Preparation of Lignin Nanoparticles by Using Supercritical CO2 as Anti-solvent.

Myint et al. [68] successfully prepared the quasi-spherical lignin nanoparticles (38 nm) through introducing compressed CO2 into kraft lignin/DMF solution, which exhibited high monodispersity and uniform size. The size of nanoparticles increased as the temperature increased and the pressure decreased. Furthermore, the influence of two different solution flow rates (0.03 and 0.06 kg/h) on the size was discussed: lower flow rates showing an increasing trend on nanoparticle diameter. These effects on the nanoparticles formation were attributed to the change in solubility between DMF and CO2. Moreover, the nanoparticles exhibited excellent properties, for instance, favorable thermal degradation, outstanding dispersion stability, excellent UV absorption and non-cytotoxicity.

A similar process with supercritical CO2 was used by Lu et al. [69] to prepare spherical nanoparticles around 144 nm in size. Lignin was dissolved in an acetone solution and CO2 was added at 35 °C and 30 MPa. No change in the amorphous chemical structure was confirmed by FTIR analysis and XRD analysis in the supercritical antisolvent process. The nanoparticles possessed significantly improved solubility in water and antioxidant activity as a result of the enhanced specific surface area, compared with original lignin.

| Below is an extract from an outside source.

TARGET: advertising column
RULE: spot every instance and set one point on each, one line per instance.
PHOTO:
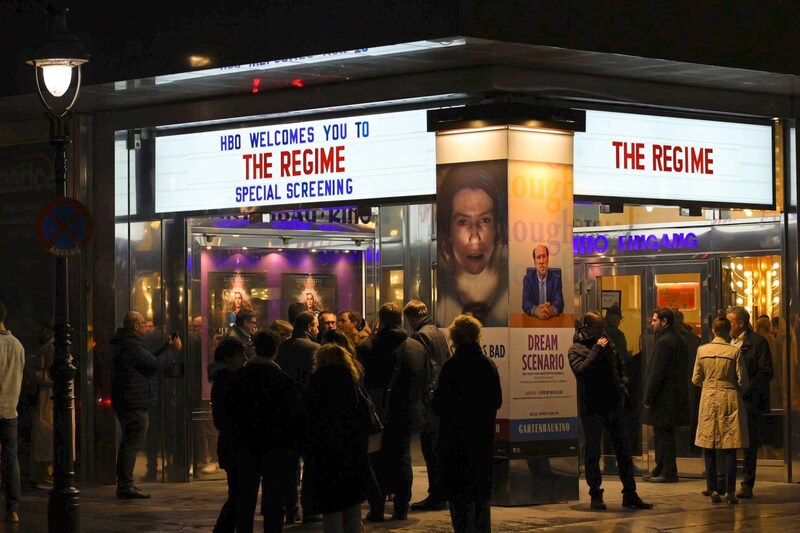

The above three anti-solvent precipitation methods are often used to prepare lignin nanoparticles, but there are some disadvantages. For example, lignin cannot be completely uniformly dispersed in the solvent, and agglomeration may occur in some cases. In the subsequent process, the solvent has to be removed by rotary evaporation or freeze-drying, which is unfavorable for precise control of the size and morphology of the nanoparticles. In order to satisfy the diversified requirements in different application fields, other preparation methods of lignin nanoparticles with various morphology and sizes attract the attention of research.